29 1 / 2013
Does Sherlock have a bipolar affective disorder? Is he a manic depressive?
- some general myth busting about bipolar
- I give a psychiatric evaluation of Sherlock’s mood
- explain how to produce a realistic version of Sherlock with bipolar for any aspiring fanfiction writers.
Bipolar affective disorder sometimes called “manic depression” is one of the most common mood disorders in the world (after depression). However, unlike straight depression, it takes longer to reach a definitive diagnosis and can be harder to treat.
Bipolar classically presents as periods of abnormally elevated mood and/or irritability followed by periods of depression.
The presentation of bipolar is very variable in pattern, form and severity. There is not a one size fits all description for every individual. Bipolar affective disorder is considered by some psychiatrists as an aggregation of distinctively different disorders rather than one single disease.
The most common presentation is classic bipolar - mania/depression/remission cycle.
The general public have a rather strange misconception that bipolar disorder causes people to very emotionally unstable – swinging between joy and sorrow many times a day. This is emphatically not true (unless you have ultra-rapid cycling bipolar which is a rare and incredibly severe form that requires hospitalisation. Not to be confused with rapid-cycling which occurs more frequently is not always a cause for concern).

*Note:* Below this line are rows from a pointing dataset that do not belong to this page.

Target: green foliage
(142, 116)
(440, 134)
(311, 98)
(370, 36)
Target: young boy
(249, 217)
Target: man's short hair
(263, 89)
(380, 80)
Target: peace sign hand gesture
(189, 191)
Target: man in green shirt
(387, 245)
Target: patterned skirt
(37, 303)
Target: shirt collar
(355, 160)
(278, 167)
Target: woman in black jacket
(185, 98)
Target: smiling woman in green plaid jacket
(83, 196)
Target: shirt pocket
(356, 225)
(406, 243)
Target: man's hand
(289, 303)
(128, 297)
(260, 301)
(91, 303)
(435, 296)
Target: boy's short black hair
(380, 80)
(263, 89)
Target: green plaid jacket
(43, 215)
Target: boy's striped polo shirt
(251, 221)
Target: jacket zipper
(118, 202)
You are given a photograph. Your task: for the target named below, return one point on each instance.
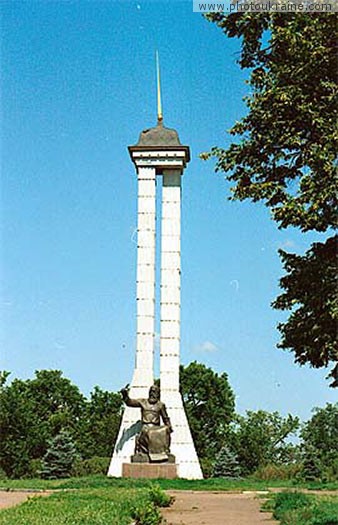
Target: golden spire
(159, 102)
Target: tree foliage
(261, 438)
(310, 292)
(60, 456)
(320, 443)
(286, 153)
(101, 423)
(209, 404)
(34, 411)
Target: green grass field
(295, 508)
(101, 481)
(100, 506)
(98, 500)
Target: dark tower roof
(159, 136)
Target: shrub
(59, 458)
(272, 471)
(90, 467)
(207, 466)
(34, 468)
(159, 497)
(146, 514)
(226, 464)
(288, 501)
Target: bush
(287, 501)
(34, 468)
(159, 497)
(294, 508)
(207, 466)
(146, 514)
(90, 467)
(59, 458)
(226, 464)
(271, 472)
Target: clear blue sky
(78, 86)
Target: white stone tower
(158, 153)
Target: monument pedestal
(149, 470)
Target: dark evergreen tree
(226, 465)
(60, 456)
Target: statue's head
(154, 394)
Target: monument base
(149, 470)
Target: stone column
(145, 294)
(182, 445)
(170, 281)
(145, 279)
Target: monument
(158, 153)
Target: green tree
(60, 456)
(226, 464)
(320, 443)
(101, 423)
(209, 403)
(31, 413)
(311, 284)
(261, 438)
(19, 428)
(285, 155)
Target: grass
(98, 506)
(100, 481)
(295, 508)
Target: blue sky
(78, 86)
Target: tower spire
(159, 101)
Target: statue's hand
(125, 391)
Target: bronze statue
(153, 442)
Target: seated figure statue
(153, 442)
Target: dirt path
(215, 508)
(9, 499)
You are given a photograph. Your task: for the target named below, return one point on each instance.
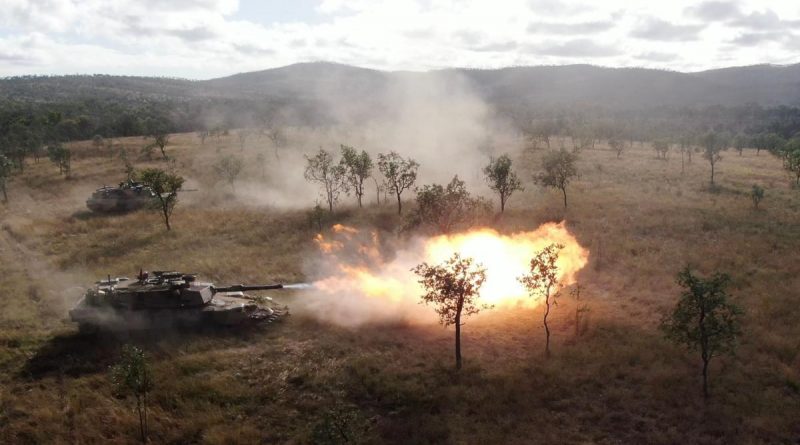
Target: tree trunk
(141, 418)
(458, 340)
(166, 219)
(705, 377)
(712, 174)
(546, 327)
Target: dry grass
(619, 383)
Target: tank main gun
(246, 288)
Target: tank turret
(167, 298)
(128, 196)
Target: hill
(560, 86)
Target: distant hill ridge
(563, 86)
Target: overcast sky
(202, 39)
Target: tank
(129, 196)
(169, 299)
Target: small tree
(541, 282)
(6, 167)
(228, 168)
(739, 142)
(202, 135)
(447, 208)
(62, 157)
(357, 167)
(400, 174)
(703, 319)
(165, 186)
(243, 135)
(756, 194)
(581, 309)
(132, 376)
(502, 179)
(452, 288)
(110, 148)
(790, 154)
(661, 146)
(618, 145)
(341, 424)
(276, 136)
(322, 169)
(713, 144)
(558, 170)
(98, 142)
(161, 140)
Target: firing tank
(169, 299)
(129, 196)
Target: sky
(202, 39)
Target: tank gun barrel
(244, 288)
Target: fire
(365, 282)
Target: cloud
(575, 48)
(715, 10)
(657, 57)
(496, 47)
(570, 28)
(657, 29)
(208, 38)
(757, 38)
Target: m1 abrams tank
(129, 196)
(169, 299)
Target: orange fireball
(364, 286)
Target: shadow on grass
(77, 354)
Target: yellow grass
(619, 383)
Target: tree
(739, 142)
(228, 168)
(581, 310)
(340, 424)
(502, 179)
(202, 135)
(322, 169)
(243, 135)
(558, 170)
(400, 174)
(703, 320)
(5, 172)
(756, 194)
(98, 142)
(357, 167)
(62, 157)
(661, 147)
(790, 154)
(110, 148)
(452, 288)
(161, 140)
(132, 376)
(447, 208)
(275, 134)
(541, 282)
(713, 144)
(165, 186)
(618, 145)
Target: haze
(201, 39)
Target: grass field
(620, 382)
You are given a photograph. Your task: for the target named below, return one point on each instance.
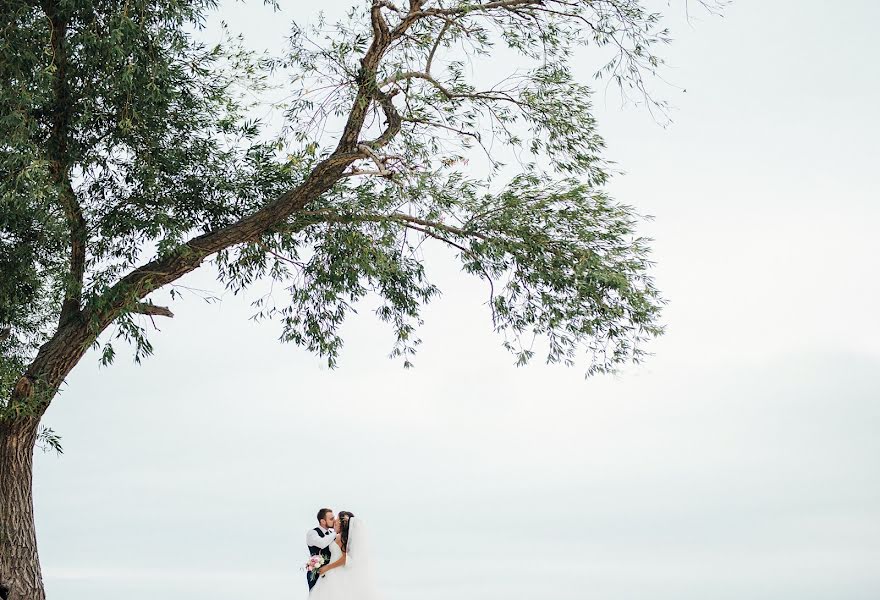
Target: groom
(319, 539)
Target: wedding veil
(359, 563)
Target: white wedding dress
(354, 580)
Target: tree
(128, 160)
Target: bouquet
(313, 564)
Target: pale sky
(740, 462)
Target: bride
(348, 575)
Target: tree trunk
(20, 576)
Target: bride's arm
(333, 565)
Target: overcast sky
(739, 462)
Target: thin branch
(146, 308)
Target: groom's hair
(345, 517)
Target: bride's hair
(345, 517)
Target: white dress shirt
(313, 539)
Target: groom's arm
(333, 565)
(313, 539)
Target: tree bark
(20, 575)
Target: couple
(346, 573)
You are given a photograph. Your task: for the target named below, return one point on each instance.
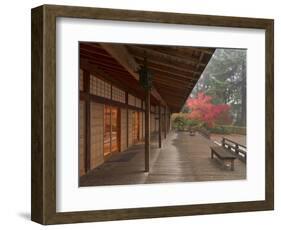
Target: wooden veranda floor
(182, 158)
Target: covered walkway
(182, 158)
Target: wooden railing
(237, 149)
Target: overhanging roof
(176, 69)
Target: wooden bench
(223, 155)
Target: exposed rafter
(121, 54)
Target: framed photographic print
(141, 114)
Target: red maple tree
(202, 109)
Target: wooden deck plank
(183, 158)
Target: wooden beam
(171, 52)
(159, 127)
(163, 63)
(147, 130)
(165, 122)
(183, 49)
(122, 55)
(154, 65)
(162, 57)
(86, 79)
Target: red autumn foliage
(202, 109)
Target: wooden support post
(127, 120)
(86, 79)
(159, 126)
(165, 122)
(147, 129)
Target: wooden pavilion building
(115, 111)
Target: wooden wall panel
(143, 125)
(130, 128)
(97, 113)
(123, 130)
(82, 138)
(140, 131)
(152, 122)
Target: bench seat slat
(222, 153)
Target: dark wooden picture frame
(43, 208)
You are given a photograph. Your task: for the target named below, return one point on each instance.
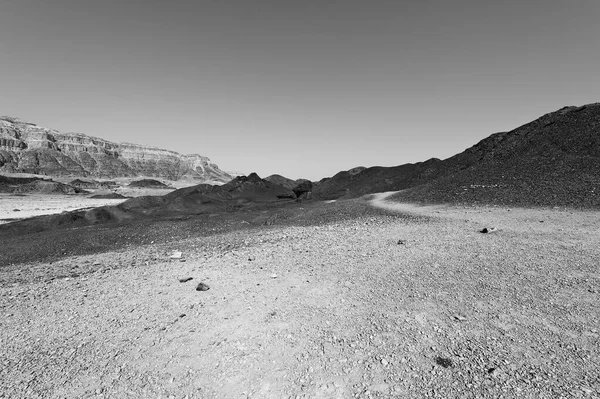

In classic bipolar your manic/depressive episodes have to be persistent, consistent and last for more than 4 days each. If left untreated patients have episodes that can last weeks. Their mood is relatively stable throughout this period without any oscillation between high and low. The decent from mania into depression occurs over days not minutes and once you are depressed you stay depressed for significant period of time.
It is also possible to have bipolar without depression and only periods of mania and hypomania (mania that is less extreme). You can also have a double dip kind of bipolar whereby you become depressed and then even more depressed. Alternatively you can have mixed episodes. This does not mean you are happy one minute and sad the next. A mixed episode is where you exhibit symptoms of depression and mania but your mood is relatively stable - either elevated or depressed.
Bipolar is not an easy disease to diagnose. The disorder usually starts with a single manic/hypomanic episode that is not followed by depression. The first episode can be short lived and very subtle, even people who know the patient very well may not realise there is anything wrong, particularly if the episode coincides with something that would normally cause happiness anyway.
Then the patient goes into full remission for months to years. Typically there is a gap of about 2 years between the first manic episode and the second. The second episode is more commonly followed by depression and thus is more likely to prompt the patient to see a doctor.
The natural progression is for episodes to occur more frequently as time goes on and mood swings to become more intense, producing an ever more intense cycle of mania and depression with short periods of remission in between.
Bipolar can be treated but not cured. Lithium is the drug of choice and despite its side effects regulates mood very well for people with mild to moderate bipolar disorder.
Does Sherlock have Bipolar?
In order to be diagnosed with classic bipolar you must have had at least one episode of mania/hypomania or one episode of depression accompanied by an episode of mania/hypomania. Diagnosing the unipolar (just mania or just depression) types of biopolar is more difficult. There is no set criteria and relies on the experience of the psychiatrist.
What is mania?
It’s more complicated than just feeling abnormally happy. In fact many people with mania may not feel happy at all, they might feel restless and irritable.
In order to have mania you must demonstrate persistently and consistently demonstrate at three of the following:
- Elevate mood out of keeping with circumstances - Sherlock’s elevated moods are entirely in keeping with circumstances – we just don’t always realise until the end.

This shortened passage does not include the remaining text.